Elevated arterial blood pressure is known to induce vascular structural change, which is termed as vascular remodeling (VR). VR mainly involves thickening and stenosis of the vascular wall. Previous studies have suggested that VR is not only a pathophysiological basis for the progression of hypertension but also for the development of other cardiovascular diseases . Multiple factors, including blood pressure, oxidative stress, extracellular matrix and vascular smooth muscle cells (VSMCs) influence VR . Modulating these factors could reduce or even reverse VR, thereby suppressing the progression of hypertension. For example, angiotensin-converting enzyme inhibitor (ACEI) has been shown to reduce blood pressure and to reverse the cardiovascular remodeling . Similarly, anti-oxidants ameliorate VR through reducing production of free radicals and inhibiting oxidation of low-density lipoproteins . Reversal of VR using pharmacological or genetic approaches may hold great potential for treating hypertension and hypertension-induced cardiovascular disorders.

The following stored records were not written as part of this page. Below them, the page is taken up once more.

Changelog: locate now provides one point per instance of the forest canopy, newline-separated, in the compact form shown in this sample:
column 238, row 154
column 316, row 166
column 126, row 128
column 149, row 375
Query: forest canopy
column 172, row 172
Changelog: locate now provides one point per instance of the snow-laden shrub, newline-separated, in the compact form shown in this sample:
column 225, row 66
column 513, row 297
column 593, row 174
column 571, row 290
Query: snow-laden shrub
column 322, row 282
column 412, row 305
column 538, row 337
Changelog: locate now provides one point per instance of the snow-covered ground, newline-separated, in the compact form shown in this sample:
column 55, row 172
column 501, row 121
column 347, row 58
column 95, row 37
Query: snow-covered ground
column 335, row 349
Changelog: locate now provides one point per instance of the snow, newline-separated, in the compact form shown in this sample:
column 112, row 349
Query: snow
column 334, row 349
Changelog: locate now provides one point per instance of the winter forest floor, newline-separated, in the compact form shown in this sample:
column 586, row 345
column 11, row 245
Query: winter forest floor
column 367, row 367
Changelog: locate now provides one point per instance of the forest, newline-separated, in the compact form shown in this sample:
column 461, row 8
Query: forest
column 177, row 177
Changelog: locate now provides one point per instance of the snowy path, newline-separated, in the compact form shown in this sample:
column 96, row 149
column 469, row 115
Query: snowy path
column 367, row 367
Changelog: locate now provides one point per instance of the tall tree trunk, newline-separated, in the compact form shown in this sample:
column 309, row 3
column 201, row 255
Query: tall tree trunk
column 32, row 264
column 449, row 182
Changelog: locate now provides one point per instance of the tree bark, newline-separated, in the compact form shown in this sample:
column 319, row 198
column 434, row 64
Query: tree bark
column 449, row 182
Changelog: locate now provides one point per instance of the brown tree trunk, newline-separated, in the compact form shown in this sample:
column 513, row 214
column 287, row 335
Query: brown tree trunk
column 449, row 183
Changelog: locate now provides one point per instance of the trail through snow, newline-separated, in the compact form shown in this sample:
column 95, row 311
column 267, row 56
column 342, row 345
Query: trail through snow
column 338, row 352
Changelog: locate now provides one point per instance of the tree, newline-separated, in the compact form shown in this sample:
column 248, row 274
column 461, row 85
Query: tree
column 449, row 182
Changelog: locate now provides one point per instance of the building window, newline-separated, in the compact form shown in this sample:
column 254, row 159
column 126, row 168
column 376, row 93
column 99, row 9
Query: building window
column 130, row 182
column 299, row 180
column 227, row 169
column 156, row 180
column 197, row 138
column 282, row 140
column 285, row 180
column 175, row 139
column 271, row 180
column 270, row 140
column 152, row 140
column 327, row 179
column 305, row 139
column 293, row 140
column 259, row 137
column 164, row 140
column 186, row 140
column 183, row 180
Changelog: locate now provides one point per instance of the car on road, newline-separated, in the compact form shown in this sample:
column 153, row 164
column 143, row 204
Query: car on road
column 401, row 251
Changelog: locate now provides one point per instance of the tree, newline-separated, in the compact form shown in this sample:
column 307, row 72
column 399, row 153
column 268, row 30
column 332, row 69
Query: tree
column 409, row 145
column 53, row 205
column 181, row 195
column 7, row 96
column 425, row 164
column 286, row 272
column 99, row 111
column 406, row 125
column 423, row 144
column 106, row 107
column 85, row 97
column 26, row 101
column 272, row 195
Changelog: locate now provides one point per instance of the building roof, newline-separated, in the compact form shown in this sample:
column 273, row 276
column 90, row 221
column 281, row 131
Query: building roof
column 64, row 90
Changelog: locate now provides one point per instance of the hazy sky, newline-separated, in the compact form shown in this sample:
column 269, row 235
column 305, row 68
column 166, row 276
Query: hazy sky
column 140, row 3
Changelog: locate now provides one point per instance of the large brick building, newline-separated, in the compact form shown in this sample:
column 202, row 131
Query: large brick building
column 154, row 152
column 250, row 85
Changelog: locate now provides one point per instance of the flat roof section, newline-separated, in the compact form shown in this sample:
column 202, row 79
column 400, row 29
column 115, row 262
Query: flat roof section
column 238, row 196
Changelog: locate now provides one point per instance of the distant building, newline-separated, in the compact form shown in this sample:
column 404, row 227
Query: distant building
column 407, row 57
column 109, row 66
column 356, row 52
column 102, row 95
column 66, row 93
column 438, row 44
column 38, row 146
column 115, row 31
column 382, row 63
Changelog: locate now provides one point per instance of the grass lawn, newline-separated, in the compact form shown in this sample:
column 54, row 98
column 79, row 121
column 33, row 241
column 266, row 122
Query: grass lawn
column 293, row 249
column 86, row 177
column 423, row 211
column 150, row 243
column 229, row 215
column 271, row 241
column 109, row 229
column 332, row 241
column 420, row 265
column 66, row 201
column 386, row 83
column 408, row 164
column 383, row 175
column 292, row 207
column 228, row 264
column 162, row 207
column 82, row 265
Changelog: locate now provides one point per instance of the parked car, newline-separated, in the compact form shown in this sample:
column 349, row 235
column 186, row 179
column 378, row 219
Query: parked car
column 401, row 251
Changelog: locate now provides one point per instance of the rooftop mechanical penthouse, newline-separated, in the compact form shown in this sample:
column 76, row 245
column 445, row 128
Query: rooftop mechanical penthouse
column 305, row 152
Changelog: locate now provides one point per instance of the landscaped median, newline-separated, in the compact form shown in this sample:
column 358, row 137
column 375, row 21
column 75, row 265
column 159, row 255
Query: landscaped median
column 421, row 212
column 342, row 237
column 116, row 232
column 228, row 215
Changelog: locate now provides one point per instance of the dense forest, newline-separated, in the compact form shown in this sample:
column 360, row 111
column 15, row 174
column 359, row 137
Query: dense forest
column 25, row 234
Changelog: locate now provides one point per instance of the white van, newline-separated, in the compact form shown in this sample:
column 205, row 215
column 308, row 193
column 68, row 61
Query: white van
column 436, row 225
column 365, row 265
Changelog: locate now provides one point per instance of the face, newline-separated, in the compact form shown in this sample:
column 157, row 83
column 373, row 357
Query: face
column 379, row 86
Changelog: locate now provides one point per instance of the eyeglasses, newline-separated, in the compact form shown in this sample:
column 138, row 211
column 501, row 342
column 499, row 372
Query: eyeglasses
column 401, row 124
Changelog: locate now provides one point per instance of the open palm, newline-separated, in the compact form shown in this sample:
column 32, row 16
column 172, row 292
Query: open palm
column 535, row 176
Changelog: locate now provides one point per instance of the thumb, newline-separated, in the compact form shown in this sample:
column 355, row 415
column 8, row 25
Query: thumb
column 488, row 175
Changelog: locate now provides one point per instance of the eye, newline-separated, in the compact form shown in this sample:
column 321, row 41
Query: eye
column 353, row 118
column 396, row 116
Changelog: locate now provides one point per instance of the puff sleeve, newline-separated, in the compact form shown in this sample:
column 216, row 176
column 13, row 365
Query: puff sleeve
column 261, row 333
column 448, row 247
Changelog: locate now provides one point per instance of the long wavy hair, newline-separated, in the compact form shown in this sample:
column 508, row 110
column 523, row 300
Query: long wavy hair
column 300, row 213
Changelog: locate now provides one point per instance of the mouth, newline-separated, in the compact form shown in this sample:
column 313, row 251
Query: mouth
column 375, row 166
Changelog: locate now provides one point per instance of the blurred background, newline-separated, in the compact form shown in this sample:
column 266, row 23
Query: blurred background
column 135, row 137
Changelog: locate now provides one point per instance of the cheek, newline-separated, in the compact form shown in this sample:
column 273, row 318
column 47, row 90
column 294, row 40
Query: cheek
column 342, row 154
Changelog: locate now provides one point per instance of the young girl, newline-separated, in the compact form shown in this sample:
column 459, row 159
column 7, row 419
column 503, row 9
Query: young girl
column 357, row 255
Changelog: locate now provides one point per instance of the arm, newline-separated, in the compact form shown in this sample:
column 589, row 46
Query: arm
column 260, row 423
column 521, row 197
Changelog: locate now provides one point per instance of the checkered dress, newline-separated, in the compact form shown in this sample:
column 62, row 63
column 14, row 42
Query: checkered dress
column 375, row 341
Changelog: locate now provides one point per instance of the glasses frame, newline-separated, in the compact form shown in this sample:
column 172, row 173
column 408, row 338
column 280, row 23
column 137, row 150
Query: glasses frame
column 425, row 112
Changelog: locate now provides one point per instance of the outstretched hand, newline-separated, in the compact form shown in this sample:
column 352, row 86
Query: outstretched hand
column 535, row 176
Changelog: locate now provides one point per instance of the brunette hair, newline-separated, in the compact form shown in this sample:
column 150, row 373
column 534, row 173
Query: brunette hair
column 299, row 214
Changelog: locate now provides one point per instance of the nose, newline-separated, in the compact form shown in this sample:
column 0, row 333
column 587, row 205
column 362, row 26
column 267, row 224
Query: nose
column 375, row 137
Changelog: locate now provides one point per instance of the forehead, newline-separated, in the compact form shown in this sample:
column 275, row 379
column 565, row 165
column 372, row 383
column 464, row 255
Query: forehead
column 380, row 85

VSMCs remodeling in vascular wall during hypertension is mediated by activation of cell signal transduction pathways, such as protein kinase C (PKC) and mitogen-activated protein kinase (MAPK). Activation of these pathways results in proliferation of VSMC, eventually causing an increase in cell numbers or alteration of VSMC function . Extracellular signal-regulated kinases 1 and 2 (ERK1/2) of MAPK family are core factors that regulate cell hypertrophy and proliferation [6,7]. Although, it is already known that ERK1/2 MAPK signal transduction cascade plays a key role in modulating VSMC proliferation, it remains unknown whether inhibition of ERK1/2 MAPK signaling pathway can ameliorate the VR process or even reduce blood pressure in hypertensive animals. The objective of this study was to explore the effects of ERK1/2 inhibitor PD98059 on VR and blood pressure in spontaneous hypertensive rats (SHR). The results revealed that while inhibition of ERK1/2 ameliorated the progression of VR, it failed to reduce blood pressure of SHR.
2. Results and Discussion
2.1. Physiological Variable
All animals survived to the pre-determined end-point. Body weight of non-treated hypertensive rats was significantly reduced compared with WKY rats (435.11 ± 41.86 g vs. 531.63 ± 43.38 g). The body weight of PD98059-treated hypertensive rats was 302.60 ± 13.87 g at 16-weeks and 344.17 ± 22.23 g at 24-weeks, which was significantly lower than that of the age-matched WKY group (Figure 1a). Cardiac mass was determined in each animal and heart over body weight ratio was calculated. This ratio in SHR was 0.42 ± 0.20 at 16-weeks and 0.45 ± 0.20 at 24-weeks of age, which was significantly higher than that of the age matched WKY group (0.29 ± 0.10 and 0.28 ± 0.20 for 16- and 24-weeks of age, respectively). Treatment with PD98059 moderately reduced the heart/body ratio at 16- and 24-weeks, although only the values at 24-weeks reached statistical significance (Figure 1b).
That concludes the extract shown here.